February is dedicated as Black History Month to honour the culture and impact of Black Canadians. Every February we reflect on and celebrate the legacy and contributions of Black leaders, innovators, and change makers, and recognize their central role in Canadian history. While we have a dedicated month, celebrating Black history shouldn’t be limited to February. This year’s theme, February and Forever: Celebrating Black History Today and Every Day, reminds us of the importance of promoting and celebrating Black history throughout the year.
Studying Black history year-round provides context for how we got to where we are today and a deeper understanding of issues, injustice, and resilience, and removes barriers by showing us how we are alike. We connect to the human stories that led to progress, like the story of Dr. Ethelbert Bartholomew, a Trinidadian man, who in 1918 was forced to withdraw in his fourth year at Queen’s University for being Black. This action was in line with the discriminatory policies at the time of the American Medical Association (AMA), the organization that ranked medical schools in North America. While the AMA had no control over the policies of Canadian medical schools, the rankings influenced funding decisions. When a group of Black doctors sought membership in the AMA, they were repeatedly denied admission. Subsequently, the National Medical Association in the US was created for Black doctors and health professionals who found it necessary to establish their own medical societies and hospitals.
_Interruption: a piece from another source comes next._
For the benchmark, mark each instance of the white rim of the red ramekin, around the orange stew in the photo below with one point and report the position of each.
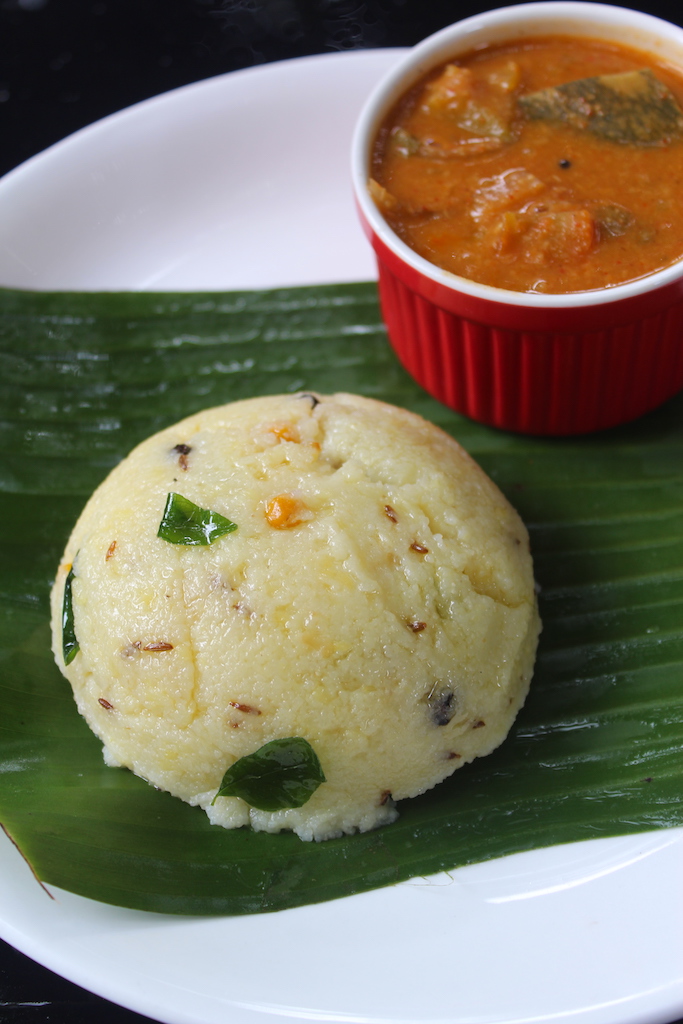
(582, 18)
Queen’s University has publicly apologized for its past racist policy, which remained in effect until 1965, and has posthumously conferred a Doctor of Medicine Degree to Dr. Bartholomew.
There are many ways for us to learn about the history and stories of Black Canadians and how they have helped to shape the diverse province and country we live in today. A good first step is to watch the video messages from Deputy Solicitor General Mario Di Tommaso and Deputy Solicitor General Karen Ellis on the Ministry of the Solicitor General’s website. The website directs you to various resources, including upcoming Ontario Public Service-led events and learning opportunities.